For as many as five hours per day, for an entire week (December 5-9, 2016), Professor Amy Greenwald and more than 35 undergraduate and graduate students volunteered at three different Providence public schools: 360 High School, D'Abate Elementary School, and Spaziano Elementary School. Their first objective was to teach approximately 350 kids some basic coding skills. The second, perhaps more important, was to demonstrate the benefits that knowledge of computer science can bring to whatever careers they might someday choose.
Knowing that virtually none of the teachers were trained in CS education and many of the kids had no typing skills, or were learning English as a second language, the volunteers planned their time carefully. "I spent the first five minutes just talking with the students," says undergraduate Eric Rosen. "We had a great discussion about who was smarter, a student or a computer. Up until that point, they weren't making the connection of where computer programs actually come from."
Similar discussions were occurring at 360 High School, where Amy volunteered. "Their teacher was a real motivator," she says, "and we helped her get the kids to realize that Google and all the apps they love are the result of either computer science or computer engineering. It's the first step toward a career in CS."
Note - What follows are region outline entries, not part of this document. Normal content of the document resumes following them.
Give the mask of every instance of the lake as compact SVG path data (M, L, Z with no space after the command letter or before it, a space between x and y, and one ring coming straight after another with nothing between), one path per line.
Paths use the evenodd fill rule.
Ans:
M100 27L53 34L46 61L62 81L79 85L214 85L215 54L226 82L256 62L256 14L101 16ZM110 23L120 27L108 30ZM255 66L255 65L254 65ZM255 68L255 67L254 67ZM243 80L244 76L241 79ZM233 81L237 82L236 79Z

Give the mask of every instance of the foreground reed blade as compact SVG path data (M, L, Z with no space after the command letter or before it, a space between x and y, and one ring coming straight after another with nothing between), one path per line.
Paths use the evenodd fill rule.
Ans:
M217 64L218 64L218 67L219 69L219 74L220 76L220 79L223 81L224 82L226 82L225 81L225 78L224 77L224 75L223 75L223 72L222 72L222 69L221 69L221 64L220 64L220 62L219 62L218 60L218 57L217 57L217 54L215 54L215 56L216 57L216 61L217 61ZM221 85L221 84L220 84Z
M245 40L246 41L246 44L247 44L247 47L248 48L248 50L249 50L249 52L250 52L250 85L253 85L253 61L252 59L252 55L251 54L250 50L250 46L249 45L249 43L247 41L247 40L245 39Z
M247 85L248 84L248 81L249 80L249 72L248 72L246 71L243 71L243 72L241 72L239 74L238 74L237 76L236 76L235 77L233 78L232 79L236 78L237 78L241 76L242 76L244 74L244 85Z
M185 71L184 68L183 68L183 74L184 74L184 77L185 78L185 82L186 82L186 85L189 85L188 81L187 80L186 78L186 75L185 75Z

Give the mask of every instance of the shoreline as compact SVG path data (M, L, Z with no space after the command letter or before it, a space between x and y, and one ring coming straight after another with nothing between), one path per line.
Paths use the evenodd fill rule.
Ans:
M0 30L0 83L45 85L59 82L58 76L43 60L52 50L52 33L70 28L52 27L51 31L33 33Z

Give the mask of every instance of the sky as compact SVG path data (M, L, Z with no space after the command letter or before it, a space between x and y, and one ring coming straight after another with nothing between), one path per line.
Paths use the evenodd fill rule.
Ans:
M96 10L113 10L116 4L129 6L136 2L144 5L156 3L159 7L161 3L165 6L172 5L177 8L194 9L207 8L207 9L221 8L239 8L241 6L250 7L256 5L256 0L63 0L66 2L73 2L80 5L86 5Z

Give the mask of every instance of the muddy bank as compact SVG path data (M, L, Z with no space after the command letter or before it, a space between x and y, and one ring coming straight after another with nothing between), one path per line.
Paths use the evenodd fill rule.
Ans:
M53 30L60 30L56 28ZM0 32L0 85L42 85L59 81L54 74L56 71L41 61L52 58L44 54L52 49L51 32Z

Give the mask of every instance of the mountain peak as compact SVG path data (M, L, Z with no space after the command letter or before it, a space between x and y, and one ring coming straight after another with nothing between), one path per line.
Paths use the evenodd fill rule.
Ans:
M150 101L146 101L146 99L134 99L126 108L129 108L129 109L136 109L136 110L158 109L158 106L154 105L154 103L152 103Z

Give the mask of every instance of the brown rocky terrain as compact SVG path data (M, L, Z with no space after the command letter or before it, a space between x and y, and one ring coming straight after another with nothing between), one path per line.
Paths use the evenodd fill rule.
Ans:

The first goal of the volunteers was to provide a first taste of computer science, so the students learned to maneuver a sprite around a grid of squares by providing it with a series of commands: take two steps, turn right, take three steps, and so on. Other students chose Star Wars-themed options from the Hour of Code curriculum, or worked with a drawing program, creating a flower petal, then rotating it, then drawing another, learning the key concept of iteration. Some of the older students had slightly more coding experience, but topics such as loops still provided new insight, like the realization that shorter code is easier to read. "Oh, wow!" Eric remembers them saying. "That's so much simpler!"
At the end, there were many signs of success. "How can I do more of this when I get home?" asked numerous students, and teachers requested the email addresses of the Brown CS volunteers so their kids could ask follow-up questions.
The second goal, quite simply, was inspiration. Throughout the week, the students were provided with multiple examples of peers who are making impressive use of CS even years before college. They were astounded to learn that popular Minecraft mods have been written by high school students, or to hear the story of Louisa Bay, a Project Artemis alum with no prior programming experience who went on to start a Coding Club in her high school.
"The kids were sort of starry-eyed with all the possibilities," Eric remembers, and Amy shares a story almost too good to be true: a fourth-grade girl who had been extremely shy during the Hour of Code, but was so intrigued by the discussion that she found her voice and raised her hand from the back of the classroom to make sure that it wasn't too late (at age nine or ten) for her to learn CS. "At this critical age, we have a real chance to impact these kids," says Amy. "Being there as exemplars, working computer scientists in the flesh, not television or movie depictions, is one of the best things we can do for these kids."